BALTIMORE — A man who was unaware that a nearly 20-year-old simple-assault conviction in Pennsylvania barred him from possessing a gun in Maryland will appeal to the U.S. Supreme Court his felony conviction for gun possession by a prohibited person.

Maryland’s top court unanimously upheld Mashour Howling’s conviction in April. The Court of Appeals ruled that a defendant’s knowledge of being a prohibited person is not an element of the state’s illegal gun possession law.

In papers filed this month, Howling told Chief Justice John G. Roberts Jr. through counsel that he will urge the Supreme Court to hear his appeal and rule that knowledge of wrongdoing is an essential element of felonious crimes.

This need to know is rooted in the common law and due regard — or “comity” — for another state’s finding, in this case Pennsylvania’s, that an offense such as simple assault is not serious enough to disqualify someone from possessing a gun there, stated attorney Michael A. Wein.

Howling is now a convicted felon “for possessing a gun as a disqualified person under Maryland law, by Maryland’s ‘re-interpretation,’ lacking comity concerns, of his 20-year-old Pennsylvania non-disqualifying ‘simple assault’ misdemeanor he received probation for and served no jail time,” wrote Wein, a Greenbelt solo practitioner.

“Nevertheless, the state of Maryland judicially determined, as affirmed on appeal, no circumstances can exist to allow Mr. Howling to argue his mens rea (lack of knowledge) was reasonable, to a jury, (and) he did not have a guilty mind of his ‘status’ of having a previous ‘crime of violence’ that disqualified him from possessing a firearm – a felony conviction in Maryland,” Wein added. “Yet Maryland instead applied a mechanistic meaning to the statute, regardless of state comity concerns and the common law applicable to all the original states, potentially permanently labeling Mr. Howling as a ‘felon.’”

Wein announced his intention to appeal and outlined his argument in asking Roberts to give him more time to file the formal petition for Supreme Court review of the Court of Appeals decision. Roberts, the justice assigned to oversee appeals from Maryland’s high court, granted Wein’s requested 30-day extension until Oct. 13, which was based on what Wein called Howling’s recent ability to afford private counsel and the complexity of the appellate issues.

The Maryland Attorney General’s Office declined to comment on the forthcoming appeal.

Wein’s filing is docketed at the Supreme Court as Mashour Howling v.

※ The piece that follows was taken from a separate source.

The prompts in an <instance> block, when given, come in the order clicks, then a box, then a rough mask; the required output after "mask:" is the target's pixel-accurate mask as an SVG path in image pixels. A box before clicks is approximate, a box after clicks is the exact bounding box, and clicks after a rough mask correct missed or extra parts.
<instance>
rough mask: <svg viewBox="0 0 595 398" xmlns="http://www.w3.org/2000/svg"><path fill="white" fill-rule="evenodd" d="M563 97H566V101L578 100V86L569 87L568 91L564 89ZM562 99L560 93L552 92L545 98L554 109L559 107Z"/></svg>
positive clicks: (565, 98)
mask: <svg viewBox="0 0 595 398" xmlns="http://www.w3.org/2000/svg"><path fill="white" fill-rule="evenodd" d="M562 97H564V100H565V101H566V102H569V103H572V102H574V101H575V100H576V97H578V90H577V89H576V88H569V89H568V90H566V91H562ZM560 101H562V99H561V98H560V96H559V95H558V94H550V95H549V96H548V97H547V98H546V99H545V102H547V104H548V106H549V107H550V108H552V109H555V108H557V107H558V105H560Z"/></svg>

Maryland, No. 22A208

In its decision, the Court of Appeals rejected Howling’s argument that Maryland’s law was analogous to a federal statute that the Supreme Court has held requires proof that the defendants knew not only that they were in possession of the firearm but that they were barred from possessing it due to their criminal history.

The Court of Appeals said the Supreme Court’s 2019 Rehaif v. United States decision interpreting the federal law – found in U.S. Code Chapter 18 — is irrelevant to Howling’s case because knowledge of being a prohibited person is not an element of the Maryland crime as defined in the state’s Public Safety Article.

“Similarity between a Maryland and a federal statute is not sufficient justification for this court to apply a federal court’s interpretation of a federal statute to a Maryland statute,” Judge Michele D. Hotten wrote for the Court of Appeals.

“While the plain text of 18 U.S.C. § 924(a) requires knowledge of prohibited status, the plain text of Pub. Safety § 5-133(b) only requires knowledge of the defendant’s possession of a firearm,” Hotten added. “Even if Pub. Safety § 5-133 was at one point directly inherited from 18 U.S.C. § 922(g), the material differences in the plain language of the statutes necessitate different interpretations.”

Howling was found guilty in Montgomery County Circuit Court in 2019 of gun possession by a prohibited person. The intermediate Court of Special Appeals upheld the conviction last year, prompting Howling to seek review by the Court of Appeals.

The Court of Appeals rendered its decision in Mashour Howling v. State of Maryland, No. 35, September Term 2021.